How To Properly Prepare For Your Child Custody Case.
The weakest ink is better than the strongest memory. – Chinese Proverb
How should I prepare for my child custody case?
During the course of litigation, whether it is a divorce or parentage action or custody dispute or some other area of family law, I insist that my clients keep a journal and a calendar. As things unfold in and out of court and weeks turn into months, it is imperative to capture your experiences in writing. No matter how fresh and unforgettable things may seem at the moment, with the passage of time – and it could be a year or more before some cases get to trial, even the best memory will fade and distort. Add to this the anxiety of sitting in the witness stand testifying and you chance losing your grasp of the details of the who, what, when, where, how, and why of things and thus, needlessly, some of your credibility before the court.
In the Vermont family law case, a calendar is also recommended to memorialize when exchanges did and did not occur, including no-shows, how often phone calls were and were not allowed to take place, and how many overnights you had.
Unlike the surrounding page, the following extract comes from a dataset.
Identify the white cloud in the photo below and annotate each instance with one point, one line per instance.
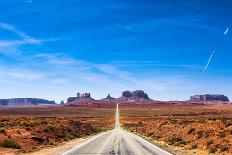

Also noteworthy are trips to the doctor and dentist and attending parent-teacher conferences. Note who took them and who was present. Whether you are the custodial parent or not, be sure you are on top of your kids’ visits to these folks. At least be on the phone with them, getting records and being up to date with every aspect of these all-important things if you want to impress the court with your involvement and your readiness to continue with or accept custody and/or generous visitation.
Journal entries should reflect the date and the time of the event and who was present. Preferably, phone numbers and addresses are included beside those who might have to testify. Typical of such entries might be the content and tenor of snarky conversations with the (soon-to-be) ex. Or the details of confrontations. Also, print out Facebook and other media entries if they reflect events or comments the court should be made aware of. On that note, don’t say anything in an email, text, phone call or Facebook entry that you don’t want read in open court. Unfriend those who might not have your best interests at heart. On the contrary, keep channels open with mutual friends and acquaintances that will print out useful entries of the other party after you are unfriended by them.
Litigation can be nasty business. Avail yourself of those things that can help your cause and minimize the opportunities you provide the other side to help theirs.